The panel was neatly balanced: Nicholas Banasevic and James Flynn were on the side of the Commission while Mark Powell was on that of Microsoft. Derek Ridyard, being an economist, gave the outsider’s view, and Steven Anderman was sitting as the independent academic.
Nicholas Banasevic’s task was to summarise the case (a difficult task to do in 25 minutes); his clear message was to stress that the case was highly fact-specific, a reassuring fact, especially as it came from the Commission. Mark Powell shed much light on the complex facts, also stressing the danger posed by the new, broader but not clearer test set by the CFI of “limitation of technical development” (erasing de facto the 'new product' condition established in IMS Health) for IPR holders -- especially in terms of the signal that the European court is sending to other jurisdictions such as China, which adopted a provision similar to Article 82 of the EC Treaty in their competition law.Steven Anderman highlighted the language used by the CFI, “risk of eliminating competition” rather than “likely to or high probability”, which now makes it far easier to establish that this condition is fulfilled in refusals to supply/licence cases. Like Mark Powell he stressed the breadth of the new “limitation of technical development” test. James Flynn gave a detailed account and comment on the tying aspects of the case, which are less intellectual property-specific. Finally, Derek Ridyard explained the economics of tying and stressed the “illogics” and consequent ineffectiveness of the Court’s remedy: if versions of Windows Media Player can now be available on the market bundled or unbundled (with Windows) and the bundled version does not cost less than the unbundled one, then who will buy the unbundled one? On the issue of refusal to license, he also thought that the old test of “new product” was in any case vague (what is a new product? a better one, a cheaper one or, as Derek Ridyard suggested, the same product with a cuddly toy attached to it?). Being largely useless the new test of limitation of technical development does not change the law much in the end.

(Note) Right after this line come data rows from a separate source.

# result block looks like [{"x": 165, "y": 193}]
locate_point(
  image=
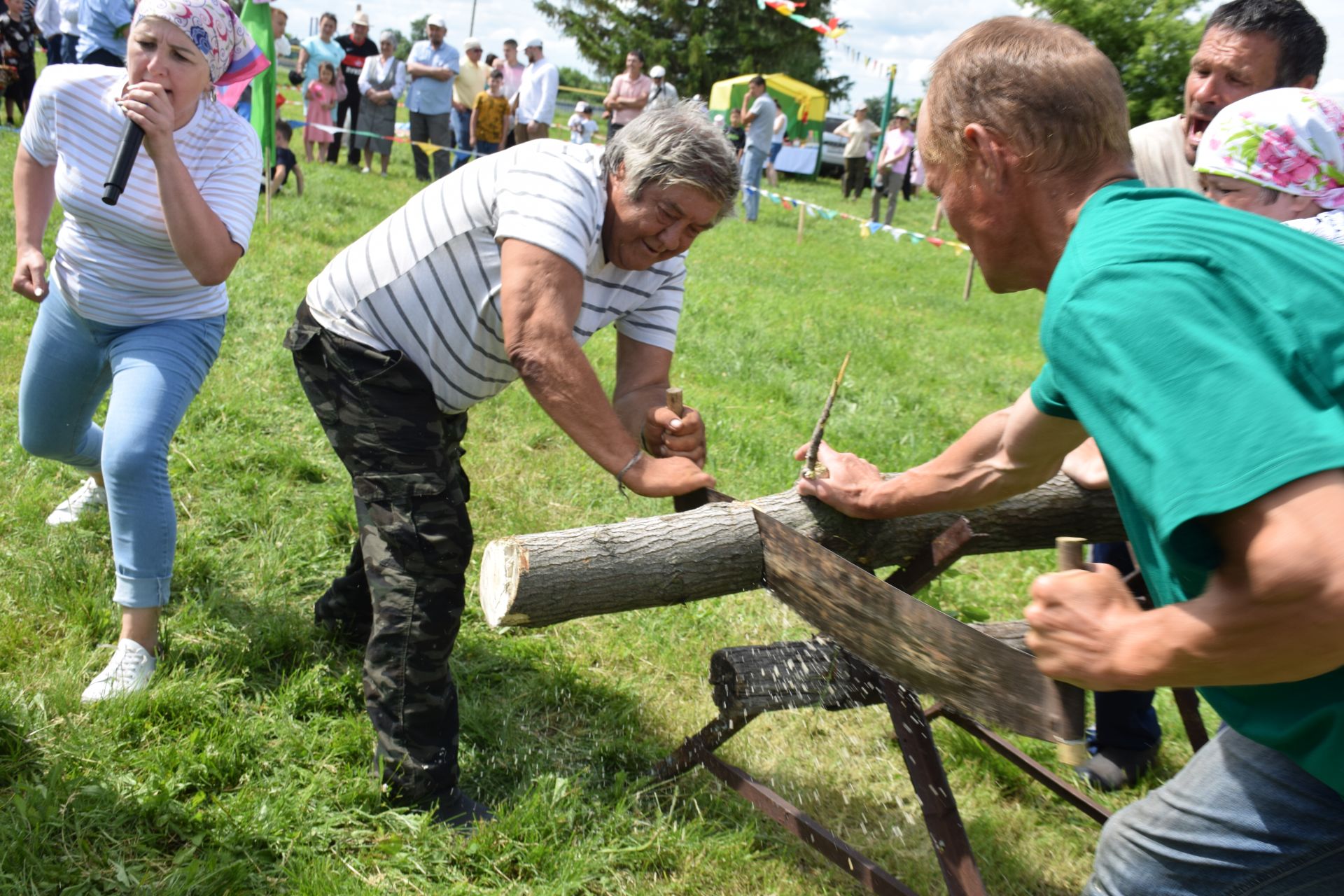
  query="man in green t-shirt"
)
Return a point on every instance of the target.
[{"x": 1205, "y": 351}]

The presentations were followed by a lively debate, with all speakers giving their opinions. It seemed that they were in general agreement that Microsoft was like Magill, a highly fact-specific case, and that IPR holders should not overly worry (after all Microsoft was a near-monopoly and its IPR were mainly in raw information, on which it had for years recouped its investment). However, as one conference delegate mentioned to Estelle at the drinks, the ruling still leaves lawyers in a difficult position on how to advise clients holders of IPR, as the new test for refusal to license is much less clear than the previous IMS Health one. To conclude, it was a high quality, thought-provoking and well-attended event.”